Audio-visual search for the consumer - how to generalise the results?
Jussi Karlgren
Many approches aim to provide audio-visual retrieval and search for
the end consumer. Some are commercial in themselves, some are
industrially motivated but not designed to be market-driven, others
are academic and research oriented. The results given by these
projects are often interesting, sometimes useful, and in some cases
successful in the market or in terms of consumer uptake. But what are
the general results we can build upon for future projects?
One of the defining structural bases of textual retrieval research
and success of its commercial instantiations is its effective and
widely accepted evaluation framework. Topically oriented retrieval
hinges on an adequate topical analysis of text, on a commonly
accepted target notion of topical relevance, and an underlying and
implicit set of use cases ranging from "full recall for a domain
expert" to "above the fold for the casual browser" retrieval. These
underpinnings are less well suited to multi-media retrieval. We don't
quite know why users retrieve objects; the topical content of objects
is arguably less important than many other aspects of their content;
relevance is less adequate as target notion and recall is difficult
to model in a dynamic and changing stream of information.
This session on audio-visual search for the consumer is intended to
bring together approaches, both industrial and academic, to explore
which underlying assumptions they make of their user community and
target user groups. Can these various starting points be used to
formulate common notions, to be able to share evaluation and
assessments results for research projects? Can some general results
of usability and potential for uptake be proposed?
This session looks for presentation to address one or more of the
following central topics (or some variation of them, or, indeed, to
question them!):
1. What viable use cases for consumer oriented audio-visual search do
we have?
Use cases are a useful research vehicle for the generalisation and
sharing of research results. Use cases are informally held
descriptions of how a system is intended to be used or how it might
be used, formulated without addressing technology, as a goal oriented
set of interactions between external actors, primarily users, and the
system and answers question such as Who does what and why? Evaluation
across projects, systems, and programs will be considerably
simplified through cross-program formulation of use cases. Can the
starting points of the various projects we know about today be used
to formulate common use cases for furthering future research?
2. Target notions for evaluation - what will replace relevance?
The concept of relevance in textual retrieval lies at the convergence
of understanding users, information needs, items of information, and
interaction. It ties together most every development and research
project in context sensitive information access. Relevance is a
function of task, collection characteristics, user preferences and
background, situation, tool, temporal constraints, and untold other
factors.
But in the case of consumer oriented audio-visual media, it is not as
clear what relevance can be understood to mean. Whily topical content
may be a parameter whereby end consumers select information objects
to fulfil their viewing or entertainment needs, it certainly is not
the only one and arguably not even the most important one. What
target notion should we use for evaluation in its stead?
3. Features of information objects - what should we look for to
describe our information objects saliently?
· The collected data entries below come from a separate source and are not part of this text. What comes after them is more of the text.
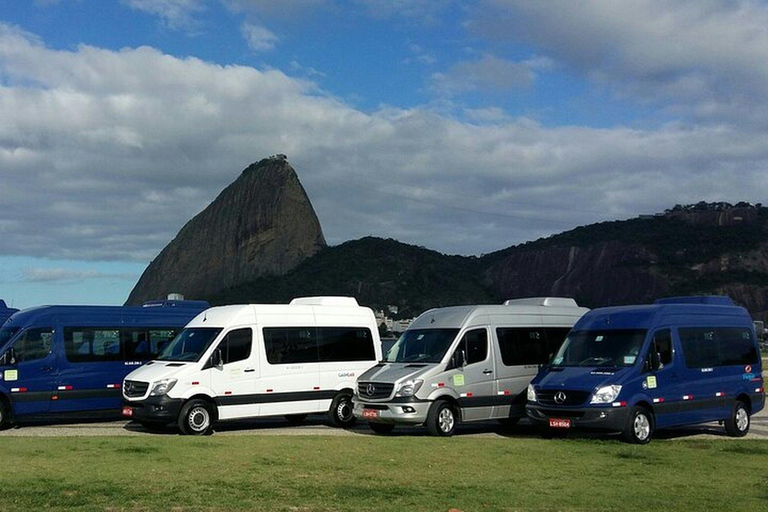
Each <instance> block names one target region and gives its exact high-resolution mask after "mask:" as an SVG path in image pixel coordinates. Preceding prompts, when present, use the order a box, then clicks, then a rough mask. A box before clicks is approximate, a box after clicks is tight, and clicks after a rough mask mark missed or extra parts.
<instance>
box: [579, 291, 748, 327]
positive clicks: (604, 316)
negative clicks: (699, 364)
mask: <svg viewBox="0 0 768 512" xmlns="http://www.w3.org/2000/svg"><path fill="white" fill-rule="evenodd" d="M689 299H690V300H689ZM726 299H727V302H728V303H730V305H728V304H727V303H726V301H724V300H722V298H718V299H716V300H710V299H708V300H704V301H701V300H699V298H694V297H678V298H674V299H671V300H670V299H663V300H660V301H656V302H655V303H654V304H646V305H636V306H613V307H606V308H596V309H593V310H592V311H590V312H589V313H587V314H586V315H584V316H583V317H582V318H581V320H579V322H578V323H577V324H576V325H574V327H573V328H574V330H599V329H650V328H652V327H655V326H662V325H665V324H700V325H714V324H717V323H720V324H726V323H727V324H737V325H742V324H744V325H746V324H750V325H751V323H752V320H751V317H750V316H749V313H747V311H746V310H745V309H744V308H742V307H739V306H736V305H734V304H733V302H732V301H731V299H730V298H728V297H726Z"/></svg>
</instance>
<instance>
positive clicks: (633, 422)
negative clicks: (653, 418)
mask: <svg viewBox="0 0 768 512" xmlns="http://www.w3.org/2000/svg"><path fill="white" fill-rule="evenodd" d="M622 436H623V437H624V440H625V441H626V442H628V443H632V444H646V443H649V442H650V441H651V438H652V437H653V414H651V413H650V411H648V409H646V408H645V407H639V406H634V407H632V409H630V411H629V417H628V418H627V424H626V426H625V427H624V431H623V432H622Z"/></svg>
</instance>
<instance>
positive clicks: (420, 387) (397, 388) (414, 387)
mask: <svg viewBox="0 0 768 512" xmlns="http://www.w3.org/2000/svg"><path fill="white" fill-rule="evenodd" d="M422 384H424V381H423V380H421V379H412V380H407V381H405V382H403V383H402V384H400V386H399V387H398V388H397V395H396V396H413V395H415V394H416V392H417V391H418V390H419V389H420V388H421V385H422Z"/></svg>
Content analysis is the central task for textual information
retrieval, but moving to audio-visual data it becomes much more
arduous, and the features to look for become in some ways much more
arbitrarily chosen. Textual content wears its semantics on its
sleeve, in the sense that words are a useful content descriptor to
start analysis from. Images and video in particulare have no such
obvious content descriptors. Where should we look? Context? Usage?
Metadata? Other features of similarity? What features are most
attractive to the user community at hand?